If you go completely crazy, let me know and I'll privately email you the two remaining answers.

By the way, "depression" also anagrams to "penis so red," but that's not the answer to number 3 either.

Anonymous said...

perhaps a double post.. if so, sorry :S. but.. 8 is Mark Twain. (strange kmart = mark t "shower" = rain.. wain for elmer fudd))

nullifidian said...

This is another guess for 3. Thoreau. "a true worth" - rut (a depression) = aethrow => thor-awe which sounds like Thoreau. I know this is rather weak...

The first name that springs to mind for 3 is actually Russell, but I don't seem to be able to find any way to wrangle the clue to fit it.

The Exterminator said...

Well, do pay attention to that man (or woman) behind the curtain, because Anonymous is correct.

Null: Nope. Neither Russell nor Thoreau. You're gonna hate me, I'm afraid.

Anonymous said...

I have a feeling the answer to number 3 is Daniel Dennett, but I can't get the clue to fit.

The Exterminator said...


Faith doesn't count here. You need evidence.

Anonymous said...

net (for net worth) inside dent (for depression) = Den (net) t

nullifidian said...

Hurrah! :-D

The Exterminator said...

Nowoo got it!

Explanation: The clue used a tricky apostrophe. "An atheist's" did not mean something belonging to an atheist; it meant "An atheist is ..."
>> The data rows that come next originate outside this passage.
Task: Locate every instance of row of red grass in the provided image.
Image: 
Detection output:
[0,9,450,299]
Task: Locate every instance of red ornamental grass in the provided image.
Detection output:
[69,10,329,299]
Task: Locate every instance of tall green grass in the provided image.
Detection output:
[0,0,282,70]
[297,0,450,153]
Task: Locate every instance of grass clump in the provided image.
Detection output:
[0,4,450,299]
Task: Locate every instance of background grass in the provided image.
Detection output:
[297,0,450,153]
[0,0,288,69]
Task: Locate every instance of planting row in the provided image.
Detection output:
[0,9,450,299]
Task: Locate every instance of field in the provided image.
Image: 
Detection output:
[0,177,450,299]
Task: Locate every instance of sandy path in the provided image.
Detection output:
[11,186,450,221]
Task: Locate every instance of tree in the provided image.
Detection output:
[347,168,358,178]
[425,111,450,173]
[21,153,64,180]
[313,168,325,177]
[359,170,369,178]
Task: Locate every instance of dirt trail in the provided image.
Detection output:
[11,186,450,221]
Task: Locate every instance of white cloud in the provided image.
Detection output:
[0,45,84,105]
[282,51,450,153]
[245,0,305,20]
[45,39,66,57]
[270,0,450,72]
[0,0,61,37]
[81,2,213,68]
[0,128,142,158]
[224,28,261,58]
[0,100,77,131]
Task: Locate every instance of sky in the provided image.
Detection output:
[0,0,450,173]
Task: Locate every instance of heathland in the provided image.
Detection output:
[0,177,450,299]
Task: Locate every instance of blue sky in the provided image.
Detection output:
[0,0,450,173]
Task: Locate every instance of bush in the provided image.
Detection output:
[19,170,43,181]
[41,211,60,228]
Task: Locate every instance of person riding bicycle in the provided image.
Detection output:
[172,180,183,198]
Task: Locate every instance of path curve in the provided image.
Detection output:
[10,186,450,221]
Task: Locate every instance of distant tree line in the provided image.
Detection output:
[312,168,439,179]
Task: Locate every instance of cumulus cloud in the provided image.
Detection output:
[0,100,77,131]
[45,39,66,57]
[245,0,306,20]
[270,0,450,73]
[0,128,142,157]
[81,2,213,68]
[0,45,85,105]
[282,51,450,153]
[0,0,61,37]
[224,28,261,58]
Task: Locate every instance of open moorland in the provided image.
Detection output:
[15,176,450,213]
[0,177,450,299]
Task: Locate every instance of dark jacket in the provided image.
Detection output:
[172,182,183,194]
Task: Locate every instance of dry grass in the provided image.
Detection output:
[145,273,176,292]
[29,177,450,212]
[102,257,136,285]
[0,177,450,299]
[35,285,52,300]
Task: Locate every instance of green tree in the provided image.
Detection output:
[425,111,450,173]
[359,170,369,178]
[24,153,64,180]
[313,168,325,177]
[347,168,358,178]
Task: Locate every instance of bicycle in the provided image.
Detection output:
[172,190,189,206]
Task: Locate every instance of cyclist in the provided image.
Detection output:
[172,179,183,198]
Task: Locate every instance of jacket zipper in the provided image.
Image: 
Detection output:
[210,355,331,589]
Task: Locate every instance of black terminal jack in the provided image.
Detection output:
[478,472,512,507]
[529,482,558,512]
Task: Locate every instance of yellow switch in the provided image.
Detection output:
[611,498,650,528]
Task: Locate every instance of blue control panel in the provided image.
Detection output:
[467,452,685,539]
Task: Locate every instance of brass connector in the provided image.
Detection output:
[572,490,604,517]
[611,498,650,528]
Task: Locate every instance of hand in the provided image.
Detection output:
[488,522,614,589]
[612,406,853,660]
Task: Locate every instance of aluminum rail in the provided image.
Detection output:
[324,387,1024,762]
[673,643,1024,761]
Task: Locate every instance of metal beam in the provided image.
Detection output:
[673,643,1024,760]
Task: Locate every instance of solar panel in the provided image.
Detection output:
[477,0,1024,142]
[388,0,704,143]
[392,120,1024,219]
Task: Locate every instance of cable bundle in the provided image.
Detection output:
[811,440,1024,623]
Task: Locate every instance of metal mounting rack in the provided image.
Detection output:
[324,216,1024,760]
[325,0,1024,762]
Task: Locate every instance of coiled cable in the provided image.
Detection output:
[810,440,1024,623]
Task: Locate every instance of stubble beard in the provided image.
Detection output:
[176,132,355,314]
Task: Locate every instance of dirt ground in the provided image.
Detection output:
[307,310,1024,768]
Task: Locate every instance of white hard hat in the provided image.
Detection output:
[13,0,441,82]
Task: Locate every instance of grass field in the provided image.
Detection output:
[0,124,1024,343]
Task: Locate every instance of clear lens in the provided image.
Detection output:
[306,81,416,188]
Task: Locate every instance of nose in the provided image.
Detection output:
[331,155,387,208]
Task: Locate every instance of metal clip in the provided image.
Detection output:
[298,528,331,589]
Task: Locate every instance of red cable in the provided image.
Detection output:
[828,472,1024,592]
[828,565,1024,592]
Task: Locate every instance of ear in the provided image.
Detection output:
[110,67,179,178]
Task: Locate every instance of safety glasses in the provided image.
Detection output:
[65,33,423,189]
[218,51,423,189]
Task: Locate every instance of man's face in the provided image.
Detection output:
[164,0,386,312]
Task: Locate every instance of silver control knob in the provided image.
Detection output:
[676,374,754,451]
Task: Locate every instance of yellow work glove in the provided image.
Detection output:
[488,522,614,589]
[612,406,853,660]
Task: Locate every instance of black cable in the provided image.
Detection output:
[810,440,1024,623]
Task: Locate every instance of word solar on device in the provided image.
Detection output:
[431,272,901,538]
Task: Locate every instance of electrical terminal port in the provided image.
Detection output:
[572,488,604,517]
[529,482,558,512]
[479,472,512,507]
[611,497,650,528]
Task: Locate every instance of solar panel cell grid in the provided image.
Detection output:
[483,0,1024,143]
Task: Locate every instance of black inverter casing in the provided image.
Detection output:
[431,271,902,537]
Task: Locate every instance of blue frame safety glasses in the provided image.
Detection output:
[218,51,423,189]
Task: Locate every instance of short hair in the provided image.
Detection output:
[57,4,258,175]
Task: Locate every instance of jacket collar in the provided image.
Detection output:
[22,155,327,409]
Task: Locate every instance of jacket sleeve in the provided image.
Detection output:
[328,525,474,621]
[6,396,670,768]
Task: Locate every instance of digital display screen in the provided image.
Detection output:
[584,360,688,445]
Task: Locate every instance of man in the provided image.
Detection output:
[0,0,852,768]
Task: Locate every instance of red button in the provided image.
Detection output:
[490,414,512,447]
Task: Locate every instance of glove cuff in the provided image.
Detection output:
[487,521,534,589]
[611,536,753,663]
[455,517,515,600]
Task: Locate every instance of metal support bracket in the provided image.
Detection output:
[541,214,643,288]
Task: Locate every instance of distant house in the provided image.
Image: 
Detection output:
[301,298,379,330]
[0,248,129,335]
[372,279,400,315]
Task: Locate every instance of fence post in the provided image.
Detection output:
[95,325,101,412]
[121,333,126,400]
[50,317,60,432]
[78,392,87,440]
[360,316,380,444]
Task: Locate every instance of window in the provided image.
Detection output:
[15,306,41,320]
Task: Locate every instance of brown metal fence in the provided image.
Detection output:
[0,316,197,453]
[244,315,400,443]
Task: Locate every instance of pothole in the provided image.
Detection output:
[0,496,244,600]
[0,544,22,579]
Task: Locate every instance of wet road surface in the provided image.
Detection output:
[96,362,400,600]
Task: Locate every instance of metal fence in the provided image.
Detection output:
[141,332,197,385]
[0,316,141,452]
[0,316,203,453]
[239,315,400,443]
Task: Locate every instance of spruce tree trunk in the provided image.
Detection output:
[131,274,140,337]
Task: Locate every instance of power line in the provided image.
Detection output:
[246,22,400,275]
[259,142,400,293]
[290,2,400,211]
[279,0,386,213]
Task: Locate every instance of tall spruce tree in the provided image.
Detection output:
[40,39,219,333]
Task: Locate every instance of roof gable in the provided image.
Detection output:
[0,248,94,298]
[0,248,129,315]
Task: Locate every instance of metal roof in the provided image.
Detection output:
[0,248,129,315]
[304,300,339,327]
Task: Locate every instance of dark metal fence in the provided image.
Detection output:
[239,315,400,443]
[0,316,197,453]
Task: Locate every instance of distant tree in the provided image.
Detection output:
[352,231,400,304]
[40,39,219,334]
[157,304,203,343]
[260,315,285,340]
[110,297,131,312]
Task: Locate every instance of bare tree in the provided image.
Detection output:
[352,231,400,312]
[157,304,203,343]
Properly punctuated, and italicized for clarity, the clue would read:

An atheist [is]: "true worth is in depression." I suppose that last "is" made it even more sneaky, but I don't think I broke any rules.

nullifidian said...

Good clean atheistic fun and a brain workout to boot. Thanks! :-)

Anonymous said...

Thanks for the challenge! I went ahead and made 10 of my own for you on my blog. Prizes for the winners!